Most of that word salad seems to center on the idea that the president’s power of the pardon is absolute unless you really, really don’t like the current president. Note that in defense of his premise, Tribe cites and links to a blog entry from someone who agrees with him and was only writing about it because he was also upset with the Arpaio pardon, not any legal precedent.

Tribe then goes on to offer an additional citation, apparently intended to show you that the power of the pardon isn’t absolute because there was already one Supreme Court case which took up the question. That much is true, but what the professor fails to explore in detail is the fact that the Supreme Court unceremoniously rejected the idea that the pardon in question could somehow be overturned.

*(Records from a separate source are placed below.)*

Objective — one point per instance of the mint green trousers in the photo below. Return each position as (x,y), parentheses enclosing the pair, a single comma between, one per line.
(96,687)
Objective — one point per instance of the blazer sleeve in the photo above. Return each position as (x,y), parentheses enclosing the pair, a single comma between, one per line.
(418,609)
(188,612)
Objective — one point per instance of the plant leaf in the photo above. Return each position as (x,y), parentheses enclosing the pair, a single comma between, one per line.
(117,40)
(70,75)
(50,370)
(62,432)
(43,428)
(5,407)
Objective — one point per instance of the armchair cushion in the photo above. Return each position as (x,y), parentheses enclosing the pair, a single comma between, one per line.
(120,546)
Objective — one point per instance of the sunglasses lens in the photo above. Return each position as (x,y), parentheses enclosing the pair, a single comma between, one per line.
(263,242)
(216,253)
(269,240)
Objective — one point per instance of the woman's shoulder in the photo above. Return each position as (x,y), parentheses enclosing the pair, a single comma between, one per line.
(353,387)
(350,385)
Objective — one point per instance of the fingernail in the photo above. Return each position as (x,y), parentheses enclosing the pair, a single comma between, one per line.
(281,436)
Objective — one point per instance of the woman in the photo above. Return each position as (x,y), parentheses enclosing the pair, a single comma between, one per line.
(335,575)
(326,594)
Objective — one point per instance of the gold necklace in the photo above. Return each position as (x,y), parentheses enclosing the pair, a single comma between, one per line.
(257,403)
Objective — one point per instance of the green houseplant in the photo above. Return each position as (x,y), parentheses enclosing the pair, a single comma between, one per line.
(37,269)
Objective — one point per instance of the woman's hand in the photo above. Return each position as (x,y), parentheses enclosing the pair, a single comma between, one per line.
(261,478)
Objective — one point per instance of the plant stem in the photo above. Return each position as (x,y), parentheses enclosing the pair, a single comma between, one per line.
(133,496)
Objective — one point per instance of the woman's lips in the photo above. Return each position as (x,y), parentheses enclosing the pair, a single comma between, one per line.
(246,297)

The case dealt with a pardon issued by Calvin Coolidge to a speakeasy operator during prohibition. Plaintiffs sought to claim that the crime didn’t qualify as “offences against the United States” as specified in the Constitution. We’ve batted that one around here before and it’s been a bone of contention for many because that phrase is pretty much unique in documents of the founders. But when the Supreme Court examined the question in that case they concluded, “There is no substantial difference in this matter between the executive power of pardon in our Government and the King’s prerogative” as constructed in England prior to the revolution.

I understand that many critics of the President are still very upset that he won the election and will happily chase down any opportunity to undermine him, but attempting to completely reinterpret the Constitution as a means toward that end is a dangerous game. If you were to somehow succeed, that change would ripple forward and could come back to bite you the next time a president you actually like decides to pardon someone. Let’s say someone who, oh, I don’t know… turned traitor to his country and dumped hundreds of thousands of sensitive military documents on Wikileaks?

I’ve taken issue with many pardons over the years, but those are cases of questioning the wisdom of the President in do it, not the power of the President to do it. The real judgement comes not from a courtroom, but from the citizens over the span of history. Something to think about anyway.